What is a Representative Office?
The Representative Office in China (Liaison Office) is a separate legal entity that represents a foreign company in China. It is considered an inexpensive and easy method to create a legal entity, but it is often not recommended because there are many operational limitations. The company cannot participate in profit-making activities and is therefore limited to secondary business activities.
A representative office is primarily used to:
- Study the market in another territory while promoting the foreign company
- Create a contact network, gather information and develop advertisement
- Rent commercial and residential premises
- Other activities that are not intended to generate profit
In such a configuration, the representative office cannot sign contracts or bill customers. However, this form of implementation allows foreign companies to perform marketing and research activities in order to see if China is a viable option. Due to the limited operational range, the average duration of a liaison office is 2 years.
Establishment Conditions & Procedures
The parent company must submit an application to obtain a business license by filing an application with the local Administration of Industry and Commerce (AIC), followed by a recording with other competent local authorities. Some industry sectors require approvals from the appropriate regulatory authorities before the application to the AIC. The registration process of the AIC generally lasts from 3 to 4 months.
Foreign investors may find it difficult to submit the application documents directly to the authorities, believing that everything takes time, and may instead choose to hire a consulting firm to benefit from their long working relationship with local authorities as well as their procedural knowledge.
All applications must be submitted in Chinese, but they may also be written in a foreign language. The materials must be equally valid in both languages. The approval of the permit is normally issued during the month following the submission of the application.
The following documents must be included in the application to the AIC:
- Certificate of incorporation of the parent company (notarized and regularized)
- Contract of lease or purchase office space in China
Duplicate with Chinese translation:
- Application form for the establishment of a representative office
- Letter of appointment to the chief representative and all representatives abroad (including photocopies of ID Cards and resumes)
- Certification of credit capital of the parent company (notarized and regularized)
- Forms usual application of the AIC (in Chinese)
At the request of the AIC, some additional documents may be necessary.
1. When the AIC issued a registration certificate for the establishment of a Representative Office, the following recording procedures must be completed within a designated turnaround time, and depending on the industry and geography.
- Register the Building/Office of the company and the official seal to the Division of Exit & Entry of the Administration Field Office of Public Safety;
- Obtain from the Technical Supervision Bureau a certificate with the code number of the organization
- Register to the local and state tax authorities and obtain certificates;
- Representative Offices are subject to a number of different taxes, depending on the business plan and location. The effective tax rate is equivalent to 11% of spending in general.
- Register to the Bureau of Statistics and obtain a certificate;
- Register to the Administration of Foreign Exchange to create an account in foreign currency;
- Open a bank account.
2. Register to the customs administration to create a customs check.
3. Submit requests for working and residence permits for foreign representatives and for hiring employees locally through a placement agency licensed by the state.
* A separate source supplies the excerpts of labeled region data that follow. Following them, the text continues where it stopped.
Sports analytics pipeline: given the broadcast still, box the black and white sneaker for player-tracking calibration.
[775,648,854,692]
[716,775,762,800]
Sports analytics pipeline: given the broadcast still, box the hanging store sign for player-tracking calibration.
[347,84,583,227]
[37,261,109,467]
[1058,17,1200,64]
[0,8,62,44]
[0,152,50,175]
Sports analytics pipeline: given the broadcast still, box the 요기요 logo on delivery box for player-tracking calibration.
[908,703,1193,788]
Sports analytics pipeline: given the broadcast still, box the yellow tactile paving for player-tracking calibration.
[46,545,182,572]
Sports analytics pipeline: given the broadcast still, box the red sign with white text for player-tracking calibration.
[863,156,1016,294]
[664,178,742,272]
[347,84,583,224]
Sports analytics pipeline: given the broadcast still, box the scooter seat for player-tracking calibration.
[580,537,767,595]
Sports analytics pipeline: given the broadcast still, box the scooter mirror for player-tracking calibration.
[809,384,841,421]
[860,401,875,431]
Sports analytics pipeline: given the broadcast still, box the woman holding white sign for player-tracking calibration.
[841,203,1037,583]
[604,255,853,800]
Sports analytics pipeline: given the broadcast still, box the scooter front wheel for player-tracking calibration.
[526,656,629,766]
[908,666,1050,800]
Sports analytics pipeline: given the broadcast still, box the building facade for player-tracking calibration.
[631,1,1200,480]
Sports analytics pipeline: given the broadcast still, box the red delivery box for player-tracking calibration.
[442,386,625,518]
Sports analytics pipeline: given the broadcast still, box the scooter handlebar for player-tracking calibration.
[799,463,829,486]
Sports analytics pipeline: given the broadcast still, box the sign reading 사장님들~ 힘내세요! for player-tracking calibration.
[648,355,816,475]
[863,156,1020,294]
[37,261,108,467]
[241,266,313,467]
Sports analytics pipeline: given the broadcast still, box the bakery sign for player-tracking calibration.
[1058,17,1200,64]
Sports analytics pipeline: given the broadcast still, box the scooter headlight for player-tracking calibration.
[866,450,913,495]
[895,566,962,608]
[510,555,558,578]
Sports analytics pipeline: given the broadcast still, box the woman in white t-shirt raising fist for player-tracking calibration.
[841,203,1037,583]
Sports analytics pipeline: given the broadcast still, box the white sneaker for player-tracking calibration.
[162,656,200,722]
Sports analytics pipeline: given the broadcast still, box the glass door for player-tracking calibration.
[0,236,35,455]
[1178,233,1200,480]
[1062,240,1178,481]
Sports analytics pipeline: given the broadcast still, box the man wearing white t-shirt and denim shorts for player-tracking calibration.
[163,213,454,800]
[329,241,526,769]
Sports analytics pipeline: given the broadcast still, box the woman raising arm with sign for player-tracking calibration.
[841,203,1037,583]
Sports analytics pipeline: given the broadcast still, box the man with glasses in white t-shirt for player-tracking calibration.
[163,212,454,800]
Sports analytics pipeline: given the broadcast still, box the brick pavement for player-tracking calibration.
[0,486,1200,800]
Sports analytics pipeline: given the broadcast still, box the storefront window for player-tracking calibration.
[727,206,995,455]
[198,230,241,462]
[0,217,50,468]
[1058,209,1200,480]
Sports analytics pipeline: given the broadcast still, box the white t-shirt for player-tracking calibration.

Regarding the business activities restrictions imposed on representative offices, major offenses occurred in the past and these abuses have ensured that the authorities are more stringent about the settling down permissions and to issues related to compliance with these restrictions. Monitoring is governed by the AIC and the Office of Public Safety. The liaison office can expect to receive an on-site checking during the first three months of establishment.
1. Limited Capital Investment
Setting up a Representative Office in China is cost efficient, and so there is no actual minimum share capital required.
2. Marketing Operations
Representative Office are entitled to handle market research, sourcing, project investigation for the parent company abroad.
3. Local Faculty
Can hire limited number of local staff.
1.Narrow Business Operations
A Representative Office is limited in the nature of the business activities in which it can engage, cannot receive any fees for its service or engage in any profit-making activities.
2. Not Included Activities:
Employing staff directly. In other words, a Representative Office must use an authorized human resources agency to hire its staff.
- Providing services to any other organization than its head office
- Soliciting, concluding or signing business contracts with any customers
- Issuing invoice in China.
- Warehousing and managing inventory in China for trading purposes
- Other business trading activities (whether direct nor conducted on behalf of the foreign parent company)
- Any activities other than of a liaison nature (such as quality control services, installation
A Representative Office is certainly easier to open than a WFOE. The issue is that this entry mode to China carries a series of limitations. These restrictions can be inconvenient for the parent company, one major inconvenience is that the company cannot receive payment from Chinese clients; in other words, it cannot earn money in China nor perform after-sales services for a fee. Moreover, even if the company doesn’t have any profit, the Chinese government requires the payment of taxes, usually calculated as a percentage of the expenses.
One of the fastest and cheapest ways to enter China is the representative office. Companies sometimes take this method to test themselves in Asia’s giant, with the intention of switching to WFOE. Nevertheless, this approach has a big downside because you have to completely shut down the Representative Office and form a WFOE from the ground up, which will take time and lots of money.